Miscellany Discovery

“A peaceable person,” wrote Brazilian novelist Jorge Amado in The Discovery of America by the Turks, intended for publication in 1992 for the five-hundredth anniversary of 1492, “can’t take the smallest step or blow the slightest fart without the fifth centenary landing on his head.”

Miscellany Luck

In November 1934 a team of American baseball stars, including Babe Ruth, toured Japan. When they arrived for a game in the town of Narashino, each man was presented with a horseshoe-shaped flower wreath. Ruth detested the gift; he later told a Japanese baseball magazine that he considered such wreaths bad luck and had never hit a home run after receiving one.

Miscellany Fashion

The wardrobe that accompanied Tutankhamen to the afterlife included ninety sandals, four socks, 145 loincloths with thread counts of two hundred, and a fake leopard skin made of linen with sewn-on spots.

Miscellany Fashion

A king in twelfth-century-bc China enjoyed women wearing dangling pearls and jade in a “Hair-knot Which Sways at Every Step”; the emperor who built the Great Wall favored the “Hair-knot Which Rises Above the Clouds”; Tang women wore the “Hair-knot of the Homing Bird”; and a writer in the last years of the Manchu dynasty offered the name “Hair-knot of Disintegration and Homeless Wandering” for a style of the day. “The times are indeed out of joint!” he wrote. “I tremble to think of what is to come.”

Miscellany Home

After the Jacobites were defeated in 1746, a sympathizer named Flora Macdonald disguised Bonnie Prince Charlie as an Irish maid, smuggled him to her home on the Isle of Skye, and helped him escape to France. She then “took the sheets in which he had lain,” James Boswell later reported, “charged her daughter that they should be kept unwashed,” and asked to be buried in them as a shroud. She was. 

Miscellany Family

Although the Oxford English Dictionary lists the etymology of “hooligan” as unascertained, one of the three speculations is that it derives from a popular music-hall song of the 1890s about a rowdy Irish family that went by that last name.

Miscellany Family

Philocles, the nephew of Aeschylus, received the prize for tragedy at the dramatic festival the year that Sophocles presented Oedipus Rex. None of his one hundred or so plays is extant.

Miscellany Luck

Suetonius reported that Caligula often cheated when playing dice.

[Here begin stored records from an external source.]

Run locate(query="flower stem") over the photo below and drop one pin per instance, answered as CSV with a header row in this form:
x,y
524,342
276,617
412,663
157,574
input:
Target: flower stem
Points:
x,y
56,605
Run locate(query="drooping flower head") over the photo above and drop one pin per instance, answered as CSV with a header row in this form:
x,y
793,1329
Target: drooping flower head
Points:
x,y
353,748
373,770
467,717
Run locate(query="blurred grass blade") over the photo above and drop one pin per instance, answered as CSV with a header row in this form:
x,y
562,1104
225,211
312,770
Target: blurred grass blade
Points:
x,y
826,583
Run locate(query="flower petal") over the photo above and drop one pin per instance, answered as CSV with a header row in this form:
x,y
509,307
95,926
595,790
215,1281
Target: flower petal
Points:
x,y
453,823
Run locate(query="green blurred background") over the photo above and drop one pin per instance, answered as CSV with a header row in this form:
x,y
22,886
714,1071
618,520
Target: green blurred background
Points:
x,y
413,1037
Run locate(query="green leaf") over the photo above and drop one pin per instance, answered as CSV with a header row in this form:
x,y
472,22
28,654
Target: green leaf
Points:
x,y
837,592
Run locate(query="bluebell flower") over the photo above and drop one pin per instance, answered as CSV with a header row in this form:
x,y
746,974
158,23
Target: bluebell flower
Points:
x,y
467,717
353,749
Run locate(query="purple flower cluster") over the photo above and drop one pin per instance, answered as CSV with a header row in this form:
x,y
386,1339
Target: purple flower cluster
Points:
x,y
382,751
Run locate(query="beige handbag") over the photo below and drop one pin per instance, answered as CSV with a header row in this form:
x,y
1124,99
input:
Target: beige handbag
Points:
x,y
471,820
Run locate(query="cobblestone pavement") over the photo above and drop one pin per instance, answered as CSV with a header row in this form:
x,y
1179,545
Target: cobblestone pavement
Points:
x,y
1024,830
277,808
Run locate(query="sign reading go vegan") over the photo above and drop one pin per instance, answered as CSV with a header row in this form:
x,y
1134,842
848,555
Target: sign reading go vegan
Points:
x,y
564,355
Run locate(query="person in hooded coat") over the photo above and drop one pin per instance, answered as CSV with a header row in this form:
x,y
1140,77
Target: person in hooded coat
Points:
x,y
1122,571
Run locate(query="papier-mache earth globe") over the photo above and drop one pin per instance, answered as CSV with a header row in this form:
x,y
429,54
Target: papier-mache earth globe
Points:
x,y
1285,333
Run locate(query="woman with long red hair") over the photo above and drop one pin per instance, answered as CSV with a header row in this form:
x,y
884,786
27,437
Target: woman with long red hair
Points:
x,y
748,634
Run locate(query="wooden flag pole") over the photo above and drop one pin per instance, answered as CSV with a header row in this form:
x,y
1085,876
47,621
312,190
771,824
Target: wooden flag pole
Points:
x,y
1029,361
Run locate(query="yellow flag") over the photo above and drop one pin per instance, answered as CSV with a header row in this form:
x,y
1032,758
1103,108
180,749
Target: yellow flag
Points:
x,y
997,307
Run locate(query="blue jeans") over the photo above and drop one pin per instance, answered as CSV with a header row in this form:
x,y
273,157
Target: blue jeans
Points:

The emperor once interrupted a game to go into the courtyard, where he spotted a group of rich knights passing. He had them arrested, stole their goods, then “resumed the game in high spirits, boasting that his luck had never been better.”

Miscellany Swindle & Fraud

Vladimir Nabokov referred to Thomas Mann once as a “quack” and to Ezra Pound as “that total fake.”